Completing a full HVAC upgrade is an effective way to improve energy efficiency in both commercial and residential settings. With heating and cooling systems accounting for approximately 25 percent of a building’s energy use, an overhaul can significantly reduce utility costs and lower carbon dioxide emissions.
While it is possible to replace air conditioning and heating systems one part at a time, most energy solutions professionals advise against it. Looking at the larger picture is often more cost-effective in the long term and provides maximum returns on the investment. For example, the replacement of a residential air conditioning unit can certainly be achieved independently of other components, but without a proper fit and efficient ventilation to go along with it, the equipment’s life span may be reduced, and the homeowner is unable to cash in on the maximum financial benefit a full HVAC upgrade can offer.
HVAC components work in tandem and a complete system overhaul is often the preferred way to achieve superior energy efficiency. Proper insulation and air duct sealing further reduce a building’s heating and cooling load and helps the HVAC system reach top performance levels that translate into utility cost savings.
Performing an HVAC upgrade is an involved process that can take as little as two days or several days, depending on project size, possible complications, and contractor availability. Commercial work, especially at large facilities, usually takes longer than residential upgrades. In either case, contractors will need admittance to both the interior and exterior of the building to access air conditioning and heating units, as well as air ducts and filters.
The acquisition and installation cost associated with an HVAC upgrade fluctuates widely. Residential upgrades are less expensive than their commercial counterparts. Some of the factors that determine price include:
• Heating and cooling equipment purchase: Size, type and manufacturer/brand all figure into the acquisition cost of a furnace, boiler, air conditioning unit or chiller.
• Labor: The cost of labor is perhaps the biggest variable as hourly rates are established by the individual contractor. Some charge less per hour than others. Labor cost also depends on the complexity of the project and time needed to complete the work.
• Duct work: If new duct work is necessary, or existing duct work must be sealed or replaced, the cost of the project increases.
• Asbestos: In very old homes or facilities where asbestos insulation is present, the price can skyrocket. Because inhalation of asbestos fibers can result in devastating health problems, its removal alone can cost thousands of dollars.
• Local economy: The project may be priced differently in New York City than in Coffeeville, Alabama.

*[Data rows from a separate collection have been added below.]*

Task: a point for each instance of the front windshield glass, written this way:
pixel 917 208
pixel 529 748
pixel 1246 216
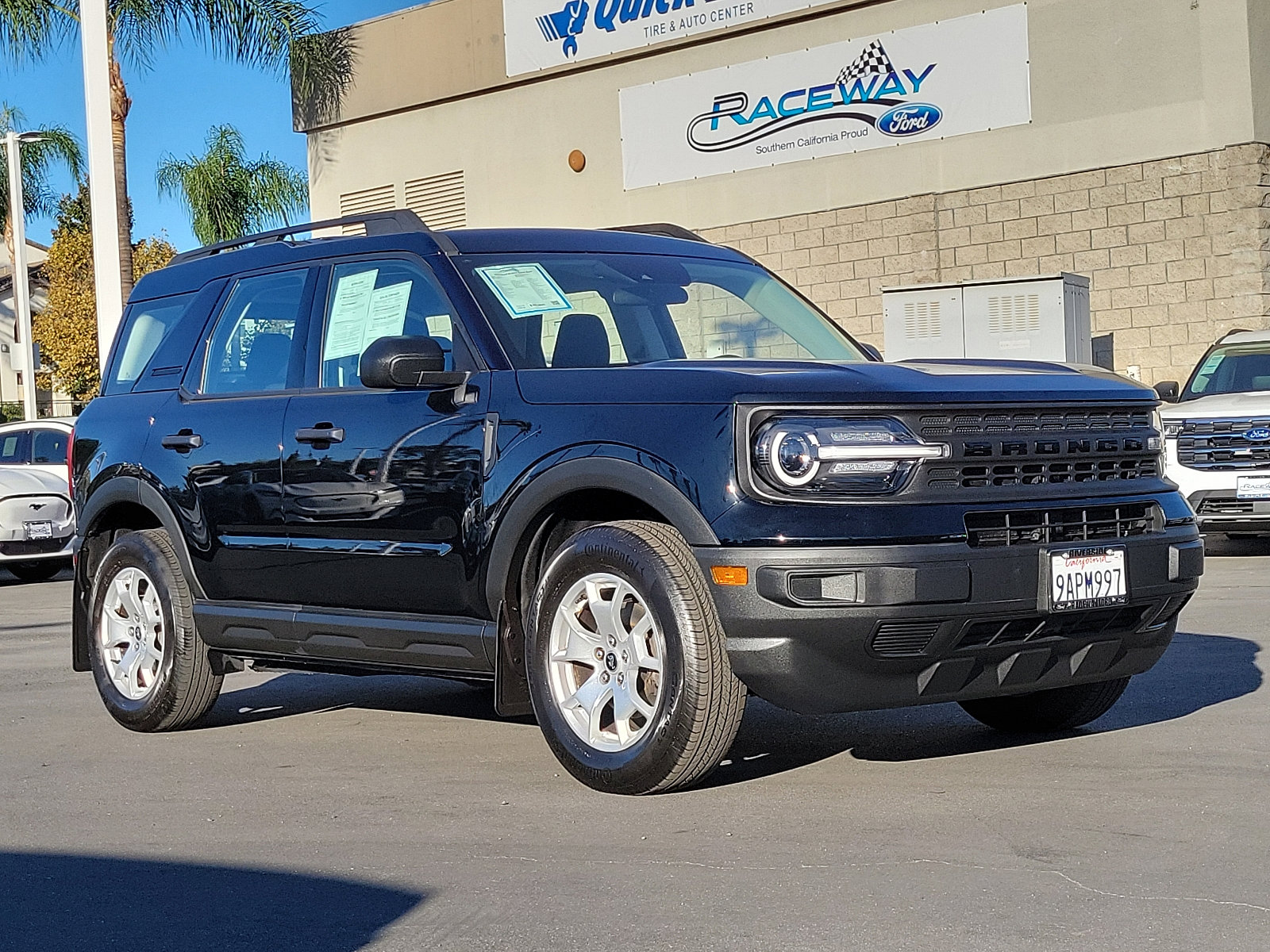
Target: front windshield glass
pixel 1236 368
pixel 610 310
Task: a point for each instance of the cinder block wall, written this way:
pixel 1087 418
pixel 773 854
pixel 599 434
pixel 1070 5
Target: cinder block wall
pixel 1178 251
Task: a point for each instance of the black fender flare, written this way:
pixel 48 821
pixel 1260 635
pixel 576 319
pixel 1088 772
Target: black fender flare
pixel 137 492
pixel 578 474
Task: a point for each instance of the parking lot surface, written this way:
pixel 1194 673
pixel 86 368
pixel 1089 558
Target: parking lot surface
pixel 336 814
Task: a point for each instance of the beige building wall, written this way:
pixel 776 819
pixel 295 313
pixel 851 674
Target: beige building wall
pixel 1133 169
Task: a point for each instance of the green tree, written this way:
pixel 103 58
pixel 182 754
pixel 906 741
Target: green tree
pixel 264 33
pixel 228 196
pixel 56 146
pixel 67 329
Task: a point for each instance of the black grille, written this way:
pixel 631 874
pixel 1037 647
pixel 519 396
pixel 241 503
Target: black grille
pixel 1222 444
pixel 1043 474
pixel 1095 420
pixel 899 639
pixel 1226 507
pixel 1028 527
pixel 1013 631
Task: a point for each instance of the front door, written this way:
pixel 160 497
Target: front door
pixel 383 489
pixel 216 444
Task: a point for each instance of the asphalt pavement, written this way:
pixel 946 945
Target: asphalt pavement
pixel 334 814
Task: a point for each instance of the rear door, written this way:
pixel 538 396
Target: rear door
pixel 383 513
pixel 216 443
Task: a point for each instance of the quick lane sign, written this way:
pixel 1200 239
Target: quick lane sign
pixel 543 33
pixel 943 79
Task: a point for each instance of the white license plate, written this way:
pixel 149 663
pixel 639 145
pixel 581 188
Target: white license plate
pixel 1087 578
pixel 1253 488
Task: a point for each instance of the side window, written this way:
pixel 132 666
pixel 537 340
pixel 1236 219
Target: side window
pixel 252 344
pixel 385 298
pixel 145 327
pixel 14 447
pixel 48 447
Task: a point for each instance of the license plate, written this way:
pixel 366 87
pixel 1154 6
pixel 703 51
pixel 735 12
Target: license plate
pixel 1253 488
pixel 1087 578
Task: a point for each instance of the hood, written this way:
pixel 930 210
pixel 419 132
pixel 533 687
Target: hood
pixel 1241 405
pixel 29 482
pixel 816 381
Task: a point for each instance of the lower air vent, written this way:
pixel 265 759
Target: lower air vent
pixel 903 639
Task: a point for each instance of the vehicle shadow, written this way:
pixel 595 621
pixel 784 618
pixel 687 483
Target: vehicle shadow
pixel 64 903
pixel 1197 672
pixel 296 693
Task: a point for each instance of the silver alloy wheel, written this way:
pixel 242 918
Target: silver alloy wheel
pixel 131 634
pixel 605 662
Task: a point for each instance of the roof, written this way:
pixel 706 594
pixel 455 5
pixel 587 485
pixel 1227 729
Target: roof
pixel 194 270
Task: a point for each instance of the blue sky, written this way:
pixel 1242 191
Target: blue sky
pixel 175 103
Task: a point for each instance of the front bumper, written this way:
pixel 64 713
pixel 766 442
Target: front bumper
pixel 924 624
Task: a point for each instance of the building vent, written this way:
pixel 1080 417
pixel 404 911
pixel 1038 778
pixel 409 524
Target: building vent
pixel 922 321
pixel 438 200
pixel 368 200
pixel 1014 314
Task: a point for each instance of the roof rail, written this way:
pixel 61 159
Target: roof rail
pixel 664 228
pixel 394 222
pixel 1236 330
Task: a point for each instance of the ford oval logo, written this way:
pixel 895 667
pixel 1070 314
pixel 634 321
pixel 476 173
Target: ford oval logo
pixel 910 120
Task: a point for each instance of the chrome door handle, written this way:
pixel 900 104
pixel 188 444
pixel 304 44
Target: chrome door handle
pixel 321 433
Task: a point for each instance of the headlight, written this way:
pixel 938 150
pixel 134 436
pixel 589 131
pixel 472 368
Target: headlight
pixel 829 455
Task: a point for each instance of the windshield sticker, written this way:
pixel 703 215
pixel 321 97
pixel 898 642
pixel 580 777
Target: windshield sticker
pixel 348 311
pixel 525 289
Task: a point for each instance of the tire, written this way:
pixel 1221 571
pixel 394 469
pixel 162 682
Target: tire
pixel 681 711
pixel 141 605
pixel 41 570
pixel 1048 711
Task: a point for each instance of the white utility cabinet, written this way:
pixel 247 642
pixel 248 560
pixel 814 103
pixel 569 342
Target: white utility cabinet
pixel 1014 319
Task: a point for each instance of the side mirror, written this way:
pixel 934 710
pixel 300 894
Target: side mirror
pixel 408 363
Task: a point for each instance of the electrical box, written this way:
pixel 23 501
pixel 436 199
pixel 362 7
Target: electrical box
pixel 1015 319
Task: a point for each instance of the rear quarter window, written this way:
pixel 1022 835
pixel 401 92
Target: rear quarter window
pixel 146 325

Generally speaking, clients should prepare to budget anywhere from $4,000 for a small residential job, to tens of thousands for major commercial work. To help offset the initial cost, business and homeowners are encouraged to take advantage of government incentives or tax breaks that may be available in their state. In many cases, financing is also available to ease the financial burden. Commercial and residential clients curious to know how much an HVAC upgrade could save them in energy cost over the next 20 years can visit the HVACOPCOST website for a calculating tool.